Vendredi 21 avril 2023

Aiming for Generalization, Efficiency and Interpretability in Machine Learning for Speech and Audio
Cem Subakan
Professeur au département d’informatique et de génie logiciel

Heure: 13h30
Local: PLT-2501


Résumé: In recent years, machine learning models for speech and audio made significant strides with the proliferation of deep learning. However, there still remain interesting areas to work on regarding improving generalization on out-of-domain data, learning efficiency, and interpretability. In this talk, my goal is to offer samplers from each of these sub-aims to introduce my recent and ongoing research.

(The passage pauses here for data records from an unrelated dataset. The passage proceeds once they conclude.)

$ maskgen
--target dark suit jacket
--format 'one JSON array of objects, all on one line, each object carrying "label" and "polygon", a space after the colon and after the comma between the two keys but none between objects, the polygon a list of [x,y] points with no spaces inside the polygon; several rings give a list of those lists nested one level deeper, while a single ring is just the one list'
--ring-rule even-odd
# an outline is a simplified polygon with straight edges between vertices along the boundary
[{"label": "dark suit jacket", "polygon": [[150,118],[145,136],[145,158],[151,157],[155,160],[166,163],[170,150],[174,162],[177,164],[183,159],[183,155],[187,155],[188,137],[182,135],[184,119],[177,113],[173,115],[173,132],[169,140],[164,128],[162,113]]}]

I will first of all talk about our work on speech separation where we try to measure the speech separation performance under real-life conditions. I will then move on to talk about our recent works on continual representation learning where we aim to continually train an audio encoder with minimal continual learning interventions, and cross-modal representation learning where we aim to increase cross-modal encoder performance by using unpaired text and audio data. Finally, I will introduce our recent efforts on developing neural network interpretation methods to reconstruct audio data to understand audio domain classifiers. I will finish the talk by briefly describing our two audio domain healthcare applications: Machine Learning for Infant Cry Analysis and Machine Learning for Speech and Language Disorders.

Biographie: Cem is an Assistant Professor at Université Laval in the Computer Science and Software Engineering department. He is also currently an Affiliate Assistant Professor in Concordia University Computer Science and Software Engineering Department, and an invited researcher at Mila-Québec AI Institute. He received his PhD in Computer Science from University of Illinois at Urbana-Champaign (UIUC), and did a postdoc in Mila-Québec AI Institute and Université de Sherbrooke. He serves as reviewer in several conferences including Neurips, ICML, ICLR, ICASSP, MLSP and journals such as IEEE Signal Processing Letters (SPL), IEEE Transactions on Audio, Speech, and Language Processing (TASL), IEEE Pattern Analysis and Machine Intelligence (PAMI). His research interests include Deep learning for Source Separation and Speech Enhancement under realistic conditions, Neural Network Interpretability, and Latent Variable Modeling. He is a recipient of the best paper award in the 2017 version of IEEE Machine Learning for Signal Processing Conference (MLSP), as well as the Sabura Muroga Fellowship from the UIUC CS department. He’s a core contributor to the SpeechBrain project, leading the speech separation part.

Note: La présentation sera donnée en anglais.